The most successful and respected leaders I’ve encountered in nearly 30 years of consulting, advising, writing, and speaking all pursue this type of Greater Than Yourself mentoring, even if they aren’t aware that they’re doing it.
If you’re willing to take the emotional risks that come with this level of commitment, then here are six steps to get you started.
1. START SMART.
You might eventually have multiple “Greater Than Yourself” (GTY) projects at the same time, but it’s best to start small. Pick one person you trust and deeply believe in: someone whose personal aspirations can benefit from your unique experiences, skills, values, and network.
Also, be conscious of the qualities already evident in your protégé. You want someone with the drive, energy, heart, and desire to take full advantage of the experience, someone whose values align with yours, and, brace yourself, someone you love.
2. DON’T SELL THE HYPE.
Your first conversation with the person you identify should be a frank discussion about your intentions. Give them reality, not hype, and make sure they’re willing and up to the task. Tell them what you’re willing to give and what you expect from them.
My first GTY project, for example, wanted to excel as a writer and public speaker. I promised to do all I knew to do help him become a better-known, more influential author and speaker than myself, but only if he was willing to take full advantage of the things I could offer. He was.
3. PLUG THEM IN.
Work your way through your network of contacts and create a list of everyone who offers potential value to your GTY. Then plug them in by making the appropriate introductions. Don’t hold back. The more you give, the greater the opportunities for real, lasting success.
4. BECOME A RAVING FAN.
You’re already an advocate of your GTY’s value and talent, so it shouldn’t be hard to talk them up. When they experience success, be the first to shine a spotlight in their direction. And don’t just seize opportunities to sing their praise; create those opportunities.

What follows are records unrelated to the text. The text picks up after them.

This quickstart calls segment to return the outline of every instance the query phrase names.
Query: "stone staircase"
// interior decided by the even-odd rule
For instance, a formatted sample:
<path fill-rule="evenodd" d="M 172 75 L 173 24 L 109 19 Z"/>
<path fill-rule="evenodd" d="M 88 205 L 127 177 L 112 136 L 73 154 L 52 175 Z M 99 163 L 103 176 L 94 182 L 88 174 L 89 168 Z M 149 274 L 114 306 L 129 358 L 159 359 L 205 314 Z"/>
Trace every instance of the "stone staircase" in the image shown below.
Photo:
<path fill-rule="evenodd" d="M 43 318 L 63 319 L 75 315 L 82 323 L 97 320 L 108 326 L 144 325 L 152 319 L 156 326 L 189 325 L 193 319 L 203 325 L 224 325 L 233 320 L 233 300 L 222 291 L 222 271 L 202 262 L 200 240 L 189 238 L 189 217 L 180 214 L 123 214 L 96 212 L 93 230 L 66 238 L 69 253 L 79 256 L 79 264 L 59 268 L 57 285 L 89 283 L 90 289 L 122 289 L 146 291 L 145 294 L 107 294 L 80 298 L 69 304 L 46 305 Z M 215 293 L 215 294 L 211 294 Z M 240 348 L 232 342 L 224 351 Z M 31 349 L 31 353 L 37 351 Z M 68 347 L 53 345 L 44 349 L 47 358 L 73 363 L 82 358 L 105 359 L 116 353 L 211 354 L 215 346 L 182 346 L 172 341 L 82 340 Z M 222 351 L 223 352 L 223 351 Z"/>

5. SPEAK THE TRUTH IN LOVE.
Words of encouragement are wonderful, and we all need to hear them – when they reflect reality. And tough love, the kind that holds someone ridiculously accountable to their goals and aspirations, isn’t always easy.
Done with respect, however, a tough truth makes a powerful difference. You can say nice things as they meander into a ditch, or yank them (metaphorically speaking, of course) onto the right road.
6. INSIST ON ONE CONDITION.
This level of mentoring is fundamentally a selfless act. While you begin with the expectation of a commitment from your protégé, you should expect nothing in return, no quid pro quo, for your efforts.
There is, however, one exception: Insist that your GTY project take on someone else as a GTY of their own. In other words, make sure they pay it forward.
If your idea of mentoring is meeting with someone a few times, offering up some advice to the questions they have or the challenges they face, well, that’s a good thing and the other person will reap a few benefits. But if you want to maximize your impact as a leader in this world, set your goals much higher.
Imagine the impact if every year you helped someone become greater than yourself, and every year each of those people did the same. Do the math, and you’ll quickly see that the results will spread so fast and so far that not even Google will be able to keep up.